Поэтическая практика неклассического искусства (модернизма) определяется в тех же отношениях, но иначе: это поэзия (поэтическое действие) в ситуации «Бог мёртв» (Ницше), что обусловливает необходимость для поэта «повторить творящие слова» (Пастернак); это креативная деятельность, своеобразное «жизнетворчество», т.е. обнаружение характерности жизни индивидуальным творческим свершением; эту поэзию отличает чувственное начало, высокий эротизм, который свойственен всем течениям модернизма; поэзия сложно связана с Абсолютом, всеобщему смыслу понятия идеал противопоставляется достоверность существования мира и личности; искусство по необходимости становится элитарной творческой деятельностью.

Определенная выше диалектическая противоположность классического искусства и поэтической практики модернизма, как нам кажется, требует соответствующих исследовательских интенций и литературоведческого описания.

2.

Понятие жанра может стать одним из определяющих при описании типов поэтической практики, а также при характеристике особенностей поэтической практики конкретного поэта.
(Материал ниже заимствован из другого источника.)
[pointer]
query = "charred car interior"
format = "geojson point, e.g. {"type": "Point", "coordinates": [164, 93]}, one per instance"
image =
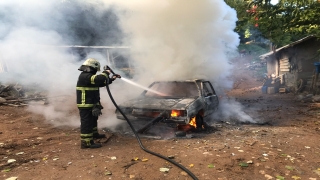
{"type": "Point", "coordinates": [181, 103]}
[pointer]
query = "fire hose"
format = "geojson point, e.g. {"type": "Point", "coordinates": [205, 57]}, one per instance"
{"type": "Point", "coordinates": [137, 136]}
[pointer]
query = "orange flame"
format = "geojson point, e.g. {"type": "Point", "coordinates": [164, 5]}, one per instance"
{"type": "Point", "coordinates": [193, 122]}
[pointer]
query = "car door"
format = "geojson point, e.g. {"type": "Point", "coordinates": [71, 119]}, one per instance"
{"type": "Point", "coordinates": [210, 97]}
Но особенно плодотворно его использование для установления различий классической и неклассической поэтических практик. Понятие жанра, как нам кажется, релевантно классической поэтической практике и не может характеризовать поэтическую практику модернизма. Например, что сказать о стихотворениях из книги Пастернака «Сестра моя – жизнь», если мы не сразу можем сформулировать даже их тему, если сам автор нередко дает названия, которые своеобразно обозначают тему произведения, не говоря уже о жанре.

О неадекватности жанровых определений для поэтической практики модернизма свидетельствуют разборы самого известного стихотворения Мандельштама. В исследовательской литературе можно заметить отчетливую тенденцию жанрового определения стихотворения «Мы живем, под собою не чуя страны…». «Эпиграмма Мандельштама на Сталина замечательна тем, что полностью выпадает из основного направления его поэтики – она ближе не к «главным» стихам Мандельштама, а к побочным, шуточным или детским, с их угловато стилизованным юмором» (7). С. Аверинцев называет стихотворение «поэтическим памфлетом», «политической карикатурой» (8), Э.Герштейн – «политическим шаржем» (9). Е.С. Роговер как будто подводит итог: «Это не только исключительно хлесткая эпиграмма, направленная в адрес Сталина, это памфлет против всей системы террора, репрессий, произвола, страха и подавления свободы» (10).

Характеризуя стихотворение с эстетической точки зрения, Гаспаров употребляет значительную филологическую эрудицию, чтобы объяснить сатирическую силу Мандельштама, направленную против Сталина, «скрещением» «традиции ямбов…Архилоха с традицией карикатурного лубка или детской дразнилки». Стилистическая искусность Мандельштама приводит Гаспарова к выводу, что «именно такая эпиграмма не против режима, а против личности Сталина должна была вернее всего привести поэта к подвижнической гибели» (11). Напротив, Пастернак не оценил как раз искусство Мандельштама: «То, что Вы мне прочли, не имеет никакого отношения к литературе, поэзии» (12). Похожим образом Аверинцев противопоставил первые две строки, которые «по афористической силе» - «на уровне самых больших удач поэта», всему остальному, «политической карикатуре»: однозначность «этики гражданского поступка» противоречит мандельштамовской поэтике.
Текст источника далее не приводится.